Caught? Or taught? Those two words describe how one's Christian faith can be formed.
For some, being raised in a Christian environment means that they absorb the faith as naturally as rays from the sun and wear it like their own skin. For others, someone else—or a community of faith—helps them understand the basics of the faith before they decide to make it their own.
That was Kiely Todd's situation.
While Todd was in her teens, living with her family in Billings, Mont., she unabashedly described herself as an agnostic.
"I knew there was something to believe in," she says. "I just didn't know what. I couldn't find a church I felt comfortable with, but that was fine with me."
Then she met Ann Hanson.
At the time, Hanson was the volunteer leader for the Sunday morning youth group at Mayflower Congregational UCC. In 1995, when Todd was 18, the Rev. Jeff Barton, Mayflower's pastor, wrote a letter to the editor of the Billings Gazette supporting the rights of gays, especially in the church. He wrote that all persons were welcome into his church, no matter what their sexual orientation.
After reading the article, Todd's father experienced a connection. If a pastor would take the time to write a public letter proclaiming Mayflower's position on this tough issue, then this might be an ideal church for him and his family.
So Todd and her father went to church for a "test drive" one Sunday. While her father mingled with other worshipers, Todd sought out the youth group and found a half-dozen teenagers conversing with Ann Hanson. She stayed to listen.
"We talked about personal or religious issues," says Hanson, "any problems they had or simply what they did over the weekend. They learned from me and I learned from them. It was a mutual sponge."
Today Hanson is Minister for Children, Families and Human Sexuality Advocacy with the UCC's Justice and Witness Ministries. As she reflects on how one's faith is formed, she says a mentor can help a young person's faith journey by being willing to listen and by sharing his or her own faith story.
"But even before that," she says, "for Kiely and her dad, the initial invitation was in the pastor's letter to the editor. We need to do more evangelism like that."
Todd flourished at Mayflower.
"I'm a passionate believer of justice and human rights for everybody, not just a chosen few," she says. "If I was ever going to join a church, I had to be true to myself. I knew I would never be a member of a church if I felt the least bit unwelcome."
At Mayflower, two things happened: Todd's faith grew and she and Hanson became close friends.
Even after Todd went off to Macalester College in St. Paul, Minn., she kept Hanson's teachings at heart.
"Ann opened up all possibilities to me," she says. "I knew I could do and be anything and all things as college prepared me. Ann and I stayed in touch constantly by phone, visits and e-mail." The friendship continued after Hanson relocated to Cleveland.

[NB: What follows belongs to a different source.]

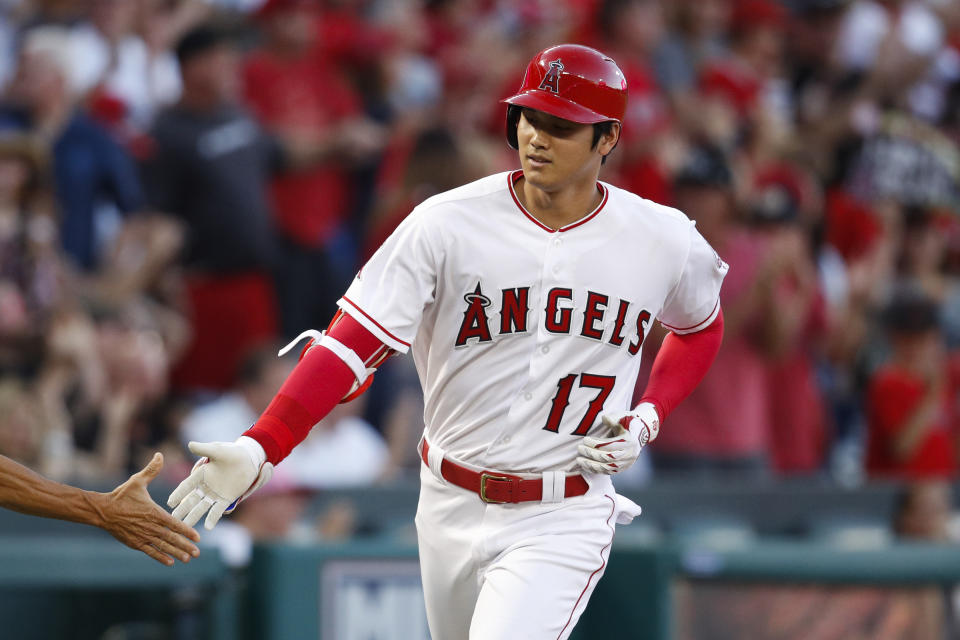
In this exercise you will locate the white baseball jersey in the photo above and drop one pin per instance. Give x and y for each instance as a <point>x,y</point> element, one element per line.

While in the Twin Cities, Todd began attending Minnehaha UCC in Minneapolis. Here she says she has found "real people making real differences and decisions on things in their lives."
Currently Todd is studying for a master's in religion and theology at UCC-related United Theological Seminary in New Brighton, Minn., and a master's in public policy at the University of Minnesota.
Next year she will be married. Her fiancé is a chemist and a Roman Catholic. The service will include a UCC pastor, a priest and Hanson.
From being unchurched to attending seminary, Todd knows she has done a 180 degree turn-around. One thing Todd is sure of since her days of labeling herself an agnostic: "I now know that I am a Christian," she says.
One thing Hanson is sure of, too: None of this would have happened if a pastor had not had the courage to speak out against injustice and a church had not embraced a stranger who came asking questions.
"There are other ways through the door to a journey of faith," she says. "But for Kiely those two things made all the difference."